Importance of cooperative binding
Ensures efficient oxygen uptake in the lungs and facilitates oxygen release in tissues where it is needed.
Hemoglobin family of molecules
Certain bacteria contain hemoglobin-like proteins for oxygen binding; some invertebrates use hemocyanin; vertebrates use hemoglobin.
Structural anatomy of hemoglobin
Tetrameric Protein with four subunits, each binding one oxygen molecule. Can carry up to four oxygen molecules per hemoglobin.
Importance of reversible binding
Allows oxygen pickup in lungs and oxygen release in tissues; carbon dioxide binding competes with oxygen transport in red blood cells.
O2 loading (binding)
High oxygen pressure in the lungs causes hemoglobin to bind oxygen.
O2 unloading (release)
Low oxygen pressure in the tissues leads to the release of oxygen from hemoglobin.
Myoglobin
A protein with higher oxygen affinity than hemoglobin, storing oxygen in muscle tissues.
Transport of CO2
CO₂ dissolves in plasma, with the majority converted to bicarbonate (HCO₃⁻) via carbonic anhydrase.
Carbonic anhydrase
An enzyme that catalyzes the conversion of CO₂ to bicarbonate in the bicarbonate buffering system.
Hemolymph
The circulatory fluid found in organisms with open circulatory systems, serving as a combined transport system for nutrients and waste.
Blood
The specialized circulatory fluid in closed systems, consisting of plasma, red and white blood cells, and platelets.
Vasodilation
The widening of blood vessels, increasing blood flow and reducing blood pressure.
Vasoconstriction
The narrowing of blood vessels, decreasing blood flow and increasing blood pressure.
Filtration
The process by which plasma passes from capillaries into the interstitial fluid due to pressure differences.
Reabsorption
The movement of fluids back into the blood, helping maintain homeostasis.

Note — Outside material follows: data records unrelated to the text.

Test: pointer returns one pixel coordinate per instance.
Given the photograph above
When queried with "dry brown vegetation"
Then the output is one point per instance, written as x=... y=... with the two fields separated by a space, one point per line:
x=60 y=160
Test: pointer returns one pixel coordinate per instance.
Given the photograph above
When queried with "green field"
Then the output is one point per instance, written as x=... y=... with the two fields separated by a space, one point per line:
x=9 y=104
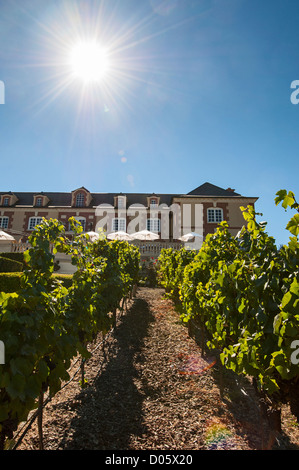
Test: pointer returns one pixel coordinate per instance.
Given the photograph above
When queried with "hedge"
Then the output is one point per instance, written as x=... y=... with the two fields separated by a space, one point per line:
x=10 y=282
x=9 y=265
x=17 y=256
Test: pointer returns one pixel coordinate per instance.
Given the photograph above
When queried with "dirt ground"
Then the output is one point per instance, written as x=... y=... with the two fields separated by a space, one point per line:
x=154 y=391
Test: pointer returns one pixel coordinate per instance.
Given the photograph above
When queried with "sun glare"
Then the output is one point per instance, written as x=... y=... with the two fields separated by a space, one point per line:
x=89 y=62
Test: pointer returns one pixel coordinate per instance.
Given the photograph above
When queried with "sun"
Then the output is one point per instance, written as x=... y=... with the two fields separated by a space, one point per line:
x=89 y=61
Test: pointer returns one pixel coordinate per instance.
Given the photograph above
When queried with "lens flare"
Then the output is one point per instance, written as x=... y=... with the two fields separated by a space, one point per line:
x=89 y=61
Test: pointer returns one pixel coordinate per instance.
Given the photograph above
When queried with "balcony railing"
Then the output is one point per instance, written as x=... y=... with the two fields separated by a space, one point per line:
x=153 y=248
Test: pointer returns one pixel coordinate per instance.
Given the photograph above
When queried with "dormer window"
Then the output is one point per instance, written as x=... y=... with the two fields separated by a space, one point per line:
x=215 y=215
x=121 y=202
x=80 y=200
x=153 y=201
x=8 y=199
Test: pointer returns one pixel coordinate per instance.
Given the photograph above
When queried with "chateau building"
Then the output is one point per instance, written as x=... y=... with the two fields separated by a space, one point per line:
x=169 y=215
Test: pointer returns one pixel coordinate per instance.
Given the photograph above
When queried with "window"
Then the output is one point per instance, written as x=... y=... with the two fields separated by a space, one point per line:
x=33 y=221
x=215 y=215
x=80 y=200
x=153 y=225
x=82 y=221
x=121 y=202
x=119 y=224
x=153 y=202
x=4 y=222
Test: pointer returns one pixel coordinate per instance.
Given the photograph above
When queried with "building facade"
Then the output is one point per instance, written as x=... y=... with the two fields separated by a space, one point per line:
x=169 y=215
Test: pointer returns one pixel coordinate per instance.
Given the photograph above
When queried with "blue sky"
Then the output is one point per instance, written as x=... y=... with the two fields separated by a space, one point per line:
x=199 y=90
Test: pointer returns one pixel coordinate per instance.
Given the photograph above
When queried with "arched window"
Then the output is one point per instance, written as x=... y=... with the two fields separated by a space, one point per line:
x=80 y=200
x=82 y=221
x=215 y=215
x=4 y=222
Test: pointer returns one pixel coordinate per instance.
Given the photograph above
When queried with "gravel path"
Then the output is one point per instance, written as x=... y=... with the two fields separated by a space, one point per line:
x=155 y=392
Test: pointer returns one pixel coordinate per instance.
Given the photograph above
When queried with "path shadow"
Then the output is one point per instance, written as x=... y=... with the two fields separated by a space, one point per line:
x=110 y=412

Open circulatory system structure
Hemolymph is pumped by the heart into open spaces (hemocoel), where it directly bathes organs.
Open circulatory system lineages
Found in arthropods (insects, crustaceans) and many mollusks.
Advantages of open circulatory system
Requires less energy and has a simple system design.
Disadvantages of open circulatory system
Less efficient oxygen delivery and slow circulation.
Closed circulatory system structure
Blood is confined within vessels and transported by a heart through a network of arteries, veins, and capillaries.